By: Kaitlyn Theberge, Seafood Resources Knauss Fellow, National Sea Grant Office
Recently I listened to a webinar featuring a panel of women who have worked for a long time in the federal government and have collected pearls of wisdom to share. They spoke of owning your story by understanding yourself, expressing yourself, and knowing the difference between how others see you and how you understand yourself. So I would like to pass on that wisdom by sharing my own story as a Knauss Fellow and the path I took to be here. To honor the wonderful time I spent working on an oyster farm prior to being a Knauss Fellow, I tell my story by presenting four “life lessons from oysters,” which I learned by interacting with these amazing animals day after day working on the oyster farm.
Lesson #1: Is it a rock with sharp edges?
I love how oysters resemble living rocks. Their shells are tough and protect them from the elements and the rough handling by oyster farmers like me. When part of the shell breaks, the oyster instinctively grows more shell to recover. They are resilient because of the morphology that they evolved over a long, long time. Humans have a similar capacity for resilience, cultivated over generations of blood, sweat, and tears.
Growing up in small-town coastal Maine, I identify as a first-generation college student. Many people are unimpressed when I tell them that some of my greatest accomplishments are completing not only a Bachelor’s degree but also a Master of Science degree. While I am glad that a college education can be easily accessible and taken for granted by some, for many of us it is challenging to complete as well as a monumental achievement. Sometimes I have no idea how I survived, but I found a way by honing my own resilience to challenges, and sharpening my edges like an oyster.
Lesson #2: Oysters are best enjoyed in months with the letter “r.”
Oysters prepare themselves to survive through harsh winter conditions and have incorporated it into their annual cycles by storing fat and flavor into their maturing, meaty, little bodies within their shells. Ironically, this also means that for humans, September to April is prime time for enjoying delicious oysters!
After going through a period of wild growth in college, much like an oyster’s summer, I went abroad for a year to teach English and take time to recover by also building my fat reserves. France is well known for its food and culture, so I spent this time sampling pastries and reflecting on what my next steps should be. After a glorious year of teaching, traveling, and eating, I was energized for another period of growth in the world of marine science.
Lesson #3: Oysters take on the flavor of the water around them.

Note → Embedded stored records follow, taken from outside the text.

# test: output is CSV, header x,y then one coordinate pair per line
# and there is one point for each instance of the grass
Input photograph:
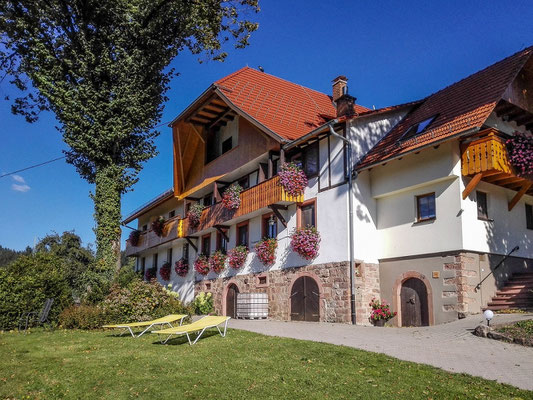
x,y
82,365
522,330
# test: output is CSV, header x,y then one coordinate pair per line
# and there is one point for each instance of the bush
x,y
83,317
203,303
26,283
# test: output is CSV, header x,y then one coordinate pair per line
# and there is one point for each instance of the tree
x,y
102,67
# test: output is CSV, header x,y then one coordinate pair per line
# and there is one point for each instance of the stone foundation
x,y
333,281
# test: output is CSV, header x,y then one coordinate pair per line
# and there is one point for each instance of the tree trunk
x,y
107,216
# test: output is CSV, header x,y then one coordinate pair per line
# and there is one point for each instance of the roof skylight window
x,y
418,128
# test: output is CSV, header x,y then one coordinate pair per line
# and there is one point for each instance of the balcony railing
x,y
486,159
266,193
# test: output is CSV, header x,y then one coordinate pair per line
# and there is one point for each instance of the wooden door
x,y
305,300
231,301
414,303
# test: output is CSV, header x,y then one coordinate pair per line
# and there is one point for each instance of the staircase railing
x,y
478,286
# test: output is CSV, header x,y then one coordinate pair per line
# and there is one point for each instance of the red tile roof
x,y
287,109
461,106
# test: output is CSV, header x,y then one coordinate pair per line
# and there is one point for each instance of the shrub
x,y
182,267
306,242
164,271
217,262
292,178
203,303
83,317
231,198
134,237
158,225
520,147
201,265
27,282
237,256
380,311
194,214
265,250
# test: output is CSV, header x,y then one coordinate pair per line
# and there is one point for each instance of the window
x,y
306,214
418,128
227,145
425,205
222,243
270,226
242,234
185,251
482,209
206,244
529,216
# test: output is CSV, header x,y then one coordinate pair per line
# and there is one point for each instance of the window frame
x,y
238,235
299,216
418,198
480,216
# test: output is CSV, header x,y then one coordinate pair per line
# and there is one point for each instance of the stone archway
x,y
414,289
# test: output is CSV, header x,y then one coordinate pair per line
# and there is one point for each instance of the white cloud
x,y
18,178
20,188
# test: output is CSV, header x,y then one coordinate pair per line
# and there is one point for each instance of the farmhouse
x,y
415,204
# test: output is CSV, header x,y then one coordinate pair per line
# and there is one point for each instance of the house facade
x,y
434,205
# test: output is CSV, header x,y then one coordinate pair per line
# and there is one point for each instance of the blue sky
x,y
391,52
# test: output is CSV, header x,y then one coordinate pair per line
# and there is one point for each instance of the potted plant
x,y
201,264
265,250
158,225
237,256
194,214
293,179
231,199
217,261
306,242
134,237
182,267
380,313
520,149
164,271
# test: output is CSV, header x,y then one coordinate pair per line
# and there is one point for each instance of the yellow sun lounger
x,y
198,326
168,320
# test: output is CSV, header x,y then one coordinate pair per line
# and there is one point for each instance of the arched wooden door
x,y
414,303
231,301
305,300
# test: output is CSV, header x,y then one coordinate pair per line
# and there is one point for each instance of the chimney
x,y
344,102
340,87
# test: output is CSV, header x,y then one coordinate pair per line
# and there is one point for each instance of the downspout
x,y
350,209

While it may be tempting to say that all oysters resemble snot in appearance and taste, oysters actually have different flavors depending on where they are grown, much like wine. Oysters are filter feeders, which means that they pick out tiny food particles from the water as they slurp it in and push it back out. They become a part of their ecosystem, cleaning it up while nourishing themselves.
New experiences for humans provide opportunities for growth, as we know, but we also have an effect on the spaces we occupy throughout our journey. Both of these things help us understand who we are and what our story is. For me, working as a marine science educator, aquaculturist, graduate student researcher, and more, helped me see multiple perspectives of how we, as humans, interact with the aquatic world and each other. Taking on the flavor of these different perspectives showed me the importance of communication and inclusivity to optimize the impact of the work we do in the marine world and beyond.

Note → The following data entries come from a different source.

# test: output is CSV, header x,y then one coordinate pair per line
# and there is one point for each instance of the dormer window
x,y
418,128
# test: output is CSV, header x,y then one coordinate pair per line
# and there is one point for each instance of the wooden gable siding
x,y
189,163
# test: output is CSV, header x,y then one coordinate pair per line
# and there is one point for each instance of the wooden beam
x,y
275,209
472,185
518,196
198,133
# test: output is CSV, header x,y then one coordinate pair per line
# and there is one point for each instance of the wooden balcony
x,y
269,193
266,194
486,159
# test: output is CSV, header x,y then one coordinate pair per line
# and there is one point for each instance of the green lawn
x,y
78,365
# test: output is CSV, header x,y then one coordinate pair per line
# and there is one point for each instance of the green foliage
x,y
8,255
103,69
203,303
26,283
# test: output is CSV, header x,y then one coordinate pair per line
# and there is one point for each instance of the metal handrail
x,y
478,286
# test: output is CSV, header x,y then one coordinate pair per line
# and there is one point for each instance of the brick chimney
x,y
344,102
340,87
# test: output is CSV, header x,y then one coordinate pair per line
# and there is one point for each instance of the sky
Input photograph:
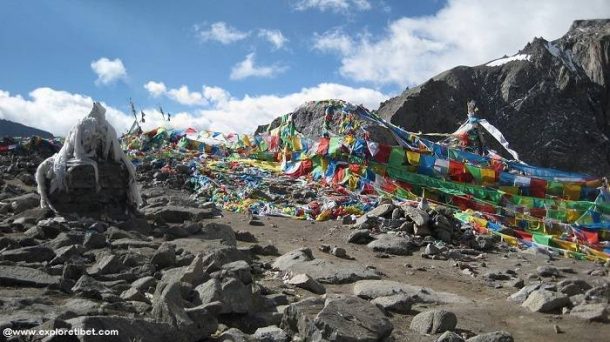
x,y
232,65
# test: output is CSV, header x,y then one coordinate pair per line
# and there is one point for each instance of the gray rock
x,y
94,240
238,269
144,283
381,210
360,236
176,214
233,335
418,216
29,254
245,236
434,321
370,289
391,244
350,319
590,312
108,264
129,329
399,303
571,287
299,317
339,252
449,336
284,262
270,334
165,256
306,282
333,271
521,295
25,276
431,249
217,231
545,301
24,202
234,295
496,336
548,271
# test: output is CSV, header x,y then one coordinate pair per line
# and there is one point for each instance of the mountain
x,y
551,99
14,129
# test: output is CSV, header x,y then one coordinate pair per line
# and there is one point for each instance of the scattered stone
x,y
270,334
548,271
360,236
545,301
590,312
28,254
449,336
351,319
306,282
434,321
165,256
25,276
245,236
392,245
339,252
399,303
496,336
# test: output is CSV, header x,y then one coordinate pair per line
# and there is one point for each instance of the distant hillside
x,y
551,99
14,129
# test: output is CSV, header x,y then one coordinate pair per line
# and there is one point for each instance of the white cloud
x,y
275,37
184,96
108,71
464,32
224,112
247,68
221,32
55,111
333,41
155,89
343,6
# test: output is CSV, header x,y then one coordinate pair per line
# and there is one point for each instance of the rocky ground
x,y
185,271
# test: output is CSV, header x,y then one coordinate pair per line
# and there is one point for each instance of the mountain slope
x,y
14,129
551,100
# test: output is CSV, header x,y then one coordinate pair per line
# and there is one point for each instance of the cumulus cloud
x,y
224,112
108,71
248,68
333,5
55,111
156,89
275,37
220,32
464,32
333,41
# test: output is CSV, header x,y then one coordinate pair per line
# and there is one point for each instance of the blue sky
x,y
230,65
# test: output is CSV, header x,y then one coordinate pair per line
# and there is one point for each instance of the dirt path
x,y
489,310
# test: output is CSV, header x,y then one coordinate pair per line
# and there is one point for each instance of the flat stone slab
x,y
371,289
334,272
25,276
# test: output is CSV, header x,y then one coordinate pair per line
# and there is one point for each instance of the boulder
x,y
25,276
29,254
306,282
496,336
434,321
545,301
399,303
371,289
590,312
349,318
270,334
391,244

Lesson #4: Connect with each other as a natural process.
In the wild, oysters will cement themselves to things like rocks or other oysters. Farmed oysters are usually prevented from attaching to solid objects and instead resemble those loose rocks mentioned before. Tiny baby oysters all bunched together actually resemble a cuter, living version of sand or gravel. Sometimes, even farmed oysters will still attach to each other or grow into the nets that contain them, and they are like sticky razor blades when you try to detach them!
Similarly, humans need social interactions to survive. Forming connections can also help foster empathy, which enables us to understand other people whose life experiences may be different from what we’ve previously been exposed to. We all understand the importance of connection, but sometimes it is really challenging to put yourself out there to connect with new and wonderful people.
And that brings us to my first month as a Knauss fellow, where I was invited to attend a huge conference where I knew maybe a small handful of folks that I had met only a week and a half prior. The primary goal was to learn new things and meet as many new people as my introverted self could handle. Storing up some fat for the winter–I mean… forging a plan of attack for making the most of my time there–I connected with more people than I could have dreamed of talking to. This experience ended up being a fantastic way to kick off my fellowship year, especially since the focus of my time here will be on connecting with new people and building new professional relationships to increase aquaculture education and research. While I actually feel a little daunted by this task, I am trying to remember my little oyster buddies whose resilience, cycles of efficient energy use, integration into their environment, and connection to each other inspire me every day. And now I hope they inspire you, too!